Interiorización

Encuentra la calma también en la ciudad

Daniel Bonet

Relajarse en la ciudad es todo un arte. Requiere tanto atemperar la actividad mental como ser receptivo a la belleza de las almas de quienes habitan en ella.

A la mayoría de personas les gusta el campo y también la ciudad. Aunque es cierto que algunos se consideran eminentemente urbanos y otros prefieren vivir en un entorno rural o incluso alejado de la civilización.

La palabra naturaleza hace referencia a esa porción del universo en que vivimos. Pero también señala la índole particular del ser humano, que aúna lo natural o biológico con una necesidad de plasmar en la materia su potencial anímico, transformando la naturaleza en cultura e historia. De ahí que necesitemos no perder el contacto con nuestro origen natural, mientras vamos desarrollando una tecnología cada vez más sofisticada.

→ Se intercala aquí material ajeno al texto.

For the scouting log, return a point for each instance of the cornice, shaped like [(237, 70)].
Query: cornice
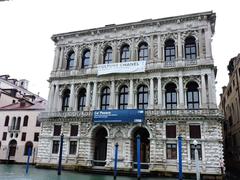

El necesario equilibrio entre ambas tendencias es lo que hace que una civilización (palabra que deriva del latin civitas, ciudad) no implique a la postre una vuelta al "caos", que justamente quiere evitar al apartarse de lo natural en estado puro. El respeto a la naturaleza, sin hacer mal uso de ella, es lo que asegura nuestra continuidad como especie.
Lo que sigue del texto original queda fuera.